Chapitre 10 - 8

24 2 9
                                    

La petite troupe fit irruption dans la salle bondée de l'auberge, où le silence s'installa. La foule reprit son petit brouhaha à la demande de la gradée. Ils s'enfoncèrent dans la masse humaine et s'arrêtèrent à quelques mètres du dos d'un homme vêtu de vert et d'un chapeau garni de plumes aux couleurs bigarrées. Le poète se retourna et figea sur place, fixa avec horreur le double maintenu sous pression par une femme étrangement puissante.

La copie voutée sur elle-même eut une grimace désolée pleine de tristesse. Tous se regardèrent, mais après un petit signe d'apaisement, un homme s'avança et vint s'accouder à la table du troubadour. Après une invitation à s'assoir, l'original de la copie et le vert ermite commencèrent une discussion.

- Alors c'est fini. Vous avez compris. Que font une sorcière et un petit esprit à vos côtés ?

- Ce sont mes camarades. Et je suis là pour négocier votre reddition.

- Je ne vois qu'un des miens. Où est ma famille ? Oserez-vous me dire qu'il ne reste que ma fille ? Oserez-vous me dire que nous sommes massacrés ?

Le poète regarda tristement sa fille sous les derniers traits qu'elle avait copié, cette dernière se mit à pleurer et émit un signe négatif pour faire remarquer qu'ils n'étaient plus que deux.

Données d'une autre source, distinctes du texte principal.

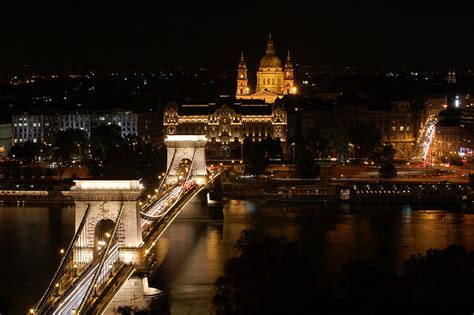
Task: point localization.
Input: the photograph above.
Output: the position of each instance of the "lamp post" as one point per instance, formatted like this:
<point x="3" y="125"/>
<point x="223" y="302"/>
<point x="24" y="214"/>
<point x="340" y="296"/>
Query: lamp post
<point x="293" y="152"/>
<point x="241" y="150"/>
<point x="79" y="147"/>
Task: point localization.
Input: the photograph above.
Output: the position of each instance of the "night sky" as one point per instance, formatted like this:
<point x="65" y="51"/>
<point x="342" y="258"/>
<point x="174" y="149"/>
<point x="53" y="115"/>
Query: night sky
<point x="137" y="37"/>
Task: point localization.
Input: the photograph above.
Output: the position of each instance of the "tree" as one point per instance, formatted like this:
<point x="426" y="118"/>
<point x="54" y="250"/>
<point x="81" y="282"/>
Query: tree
<point x="385" y="153"/>
<point x="26" y="151"/>
<point x="387" y="171"/>
<point x="37" y="171"/>
<point x="306" y="167"/>
<point x="272" y="147"/>
<point x="104" y="139"/>
<point x="441" y="280"/>
<point x="254" y="157"/>
<point x="270" y="276"/>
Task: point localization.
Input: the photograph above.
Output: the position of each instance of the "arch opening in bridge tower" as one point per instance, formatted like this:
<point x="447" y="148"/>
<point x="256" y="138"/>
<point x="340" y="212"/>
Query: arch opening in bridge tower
<point x="103" y="230"/>
<point x="189" y="148"/>
<point x="184" y="168"/>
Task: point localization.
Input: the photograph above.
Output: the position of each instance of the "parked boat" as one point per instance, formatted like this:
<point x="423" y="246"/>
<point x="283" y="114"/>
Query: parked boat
<point x="304" y="193"/>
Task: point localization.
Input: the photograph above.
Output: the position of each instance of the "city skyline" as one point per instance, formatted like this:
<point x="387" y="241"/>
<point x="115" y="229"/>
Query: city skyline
<point x="118" y="39"/>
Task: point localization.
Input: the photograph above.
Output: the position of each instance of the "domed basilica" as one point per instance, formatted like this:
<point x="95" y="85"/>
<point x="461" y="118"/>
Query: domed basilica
<point x="273" y="80"/>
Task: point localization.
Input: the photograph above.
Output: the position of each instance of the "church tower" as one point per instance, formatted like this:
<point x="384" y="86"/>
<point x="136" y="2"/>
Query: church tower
<point x="451" y="76"/>
<point x="242" y="82"/>
<point x="289" y="80"/>
<point x="270" y="72"/>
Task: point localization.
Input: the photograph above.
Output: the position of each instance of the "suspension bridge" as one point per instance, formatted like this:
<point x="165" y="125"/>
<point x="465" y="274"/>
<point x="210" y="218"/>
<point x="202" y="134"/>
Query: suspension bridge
<point x="112" y="248"/>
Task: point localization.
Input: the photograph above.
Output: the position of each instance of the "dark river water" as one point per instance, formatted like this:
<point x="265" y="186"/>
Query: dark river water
<point x="193" y="250"/>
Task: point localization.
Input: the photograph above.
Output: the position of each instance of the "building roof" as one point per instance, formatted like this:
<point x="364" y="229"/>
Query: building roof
<point x="270" y="59"/>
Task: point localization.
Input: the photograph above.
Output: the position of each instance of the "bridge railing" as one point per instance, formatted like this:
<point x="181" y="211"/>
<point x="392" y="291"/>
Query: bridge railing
<point x="109" y="257"/>
<point x="66" y="271"/>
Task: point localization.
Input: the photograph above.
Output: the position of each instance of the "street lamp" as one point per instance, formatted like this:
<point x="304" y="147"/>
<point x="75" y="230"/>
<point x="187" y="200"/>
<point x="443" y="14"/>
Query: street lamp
<point x="293" y="151"/>
<point x="241" y="150"/>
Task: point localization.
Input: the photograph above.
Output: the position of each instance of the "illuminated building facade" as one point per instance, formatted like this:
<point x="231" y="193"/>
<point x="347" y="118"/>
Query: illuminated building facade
<point x="273" y="80"/>
<point x="227" y="123"/>
<point x="395" y="121"/>
<point x="5" y="139"/>
<point x="41" y="128"/>
<point x="454" y="132"/>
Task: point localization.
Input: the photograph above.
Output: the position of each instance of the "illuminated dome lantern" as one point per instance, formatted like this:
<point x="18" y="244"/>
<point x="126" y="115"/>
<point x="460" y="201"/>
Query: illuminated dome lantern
<point x="273" y="80"/>
<point x="270" y="60"/>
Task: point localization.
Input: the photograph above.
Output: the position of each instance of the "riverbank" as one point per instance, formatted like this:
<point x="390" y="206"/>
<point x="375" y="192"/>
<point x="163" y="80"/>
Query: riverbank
<point x="351" y="191"/>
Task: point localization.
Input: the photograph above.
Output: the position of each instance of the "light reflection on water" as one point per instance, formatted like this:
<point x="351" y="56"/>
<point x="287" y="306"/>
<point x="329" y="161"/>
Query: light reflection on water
<point x="192" y="251"/>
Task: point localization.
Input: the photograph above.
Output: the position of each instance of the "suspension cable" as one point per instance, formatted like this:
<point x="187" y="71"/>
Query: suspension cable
<point x="102" y="261"/>
<point x="65" y="258"/>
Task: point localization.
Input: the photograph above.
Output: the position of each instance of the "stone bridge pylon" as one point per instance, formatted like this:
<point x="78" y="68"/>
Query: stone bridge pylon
<point x="104" y="199"/>
<point x="184" y="152"/>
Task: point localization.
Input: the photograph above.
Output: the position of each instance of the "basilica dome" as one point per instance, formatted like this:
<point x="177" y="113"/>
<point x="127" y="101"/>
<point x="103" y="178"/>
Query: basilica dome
<point x="270" y="60"/>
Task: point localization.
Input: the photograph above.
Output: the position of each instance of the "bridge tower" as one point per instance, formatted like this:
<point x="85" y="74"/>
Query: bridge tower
<point x="105" y="199"/>
<point x="186" y="151"/>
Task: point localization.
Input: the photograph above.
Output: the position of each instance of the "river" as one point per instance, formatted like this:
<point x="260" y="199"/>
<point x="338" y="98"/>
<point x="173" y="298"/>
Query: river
<point x="193" y="250"/>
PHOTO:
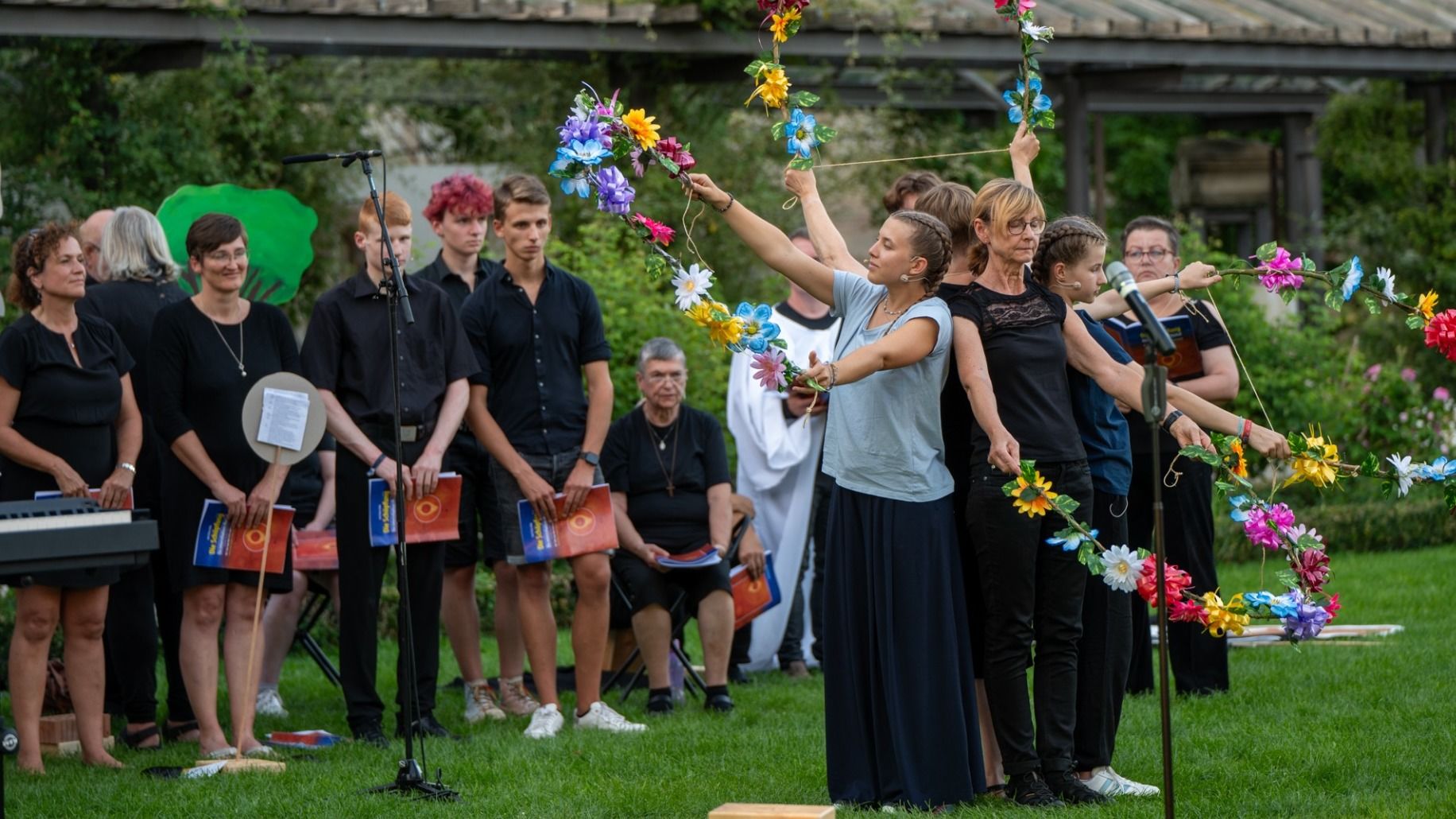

- Alors c'est ma faute. Je me suis faite enfermer ici et ils ont dû rester. Mes pauvres petits, mon pauvre compagnon, je vous ai fait prendre trop de risques.

Le poète regarda en l'air, les yeux mouillés, le chagrin chargeait peu à peu de son poids le lythomédian. Le citéen ne dit mot dans une même émotion sincère et grave.

- Puissiez-vous comprendre mon choix et nos actes, l'hiver approchant je n'ai pas eu d'autres idées. Il nous faut bien survivre, il nous faut bien nous nourrir. Vous ne pardonnerez pas nos gestes et je ne pardonnerais pas les vôtres. Alors que nous restent-t-ils jeune homme ? Le sang, la colère et la mort ? Vous n'avez qu'une mère enceinte et une jeune prisonnière comme ennemi, avons-nous d'autres solutions que nous entretuer ici ?

- Je regrette la façon dont tout cela s'est déroulé. J'espèrerais autre chose, mais j'avoue ne pas avoir trouvé la réponse. Maintenant j'essaie de sauver ce qui peut l'être encore. Votre fille a vu la scène, mais elle a accepté de se rendre. Ne lui en voulez pas, mes compagnons ne lui ont pas laissé beaucoup de choix.

- Pourquoi une telle œillade, une telle vaine tentative de compréhension ? Vous nous voyez monstre et je vous vois proie. Je crains que tout soit écrit. Je pourrais supplier au moins pour mes enfants, mais je reste le prédateur. Et je pense qu'il n'y a d'espace dans vos cœurs pour préserver nos existences, même si elles sont les membres d'une famille décimée.

- Je fais mon possible pour que vous vous rendiez. On vous escortera à la sortie, vous partez et ne revenez plus. C'est un moindre mal, et peut être la seule chance qu'il vous reste.

- Le monstre salut cette petite offre. Sachez que j'ai aimé les mots et les vers de ce corps, plus j'habite cette forme, plus je suis lui. Quand je prendrai une autre existence, j'oublierai tout de celle-ci. Et sachez que ça sera à regret, la chasse l'y oblige. Parfois nous aimons être parmi vous et des fois nous comprenons, mais nous sommes autres et cela nous sépare.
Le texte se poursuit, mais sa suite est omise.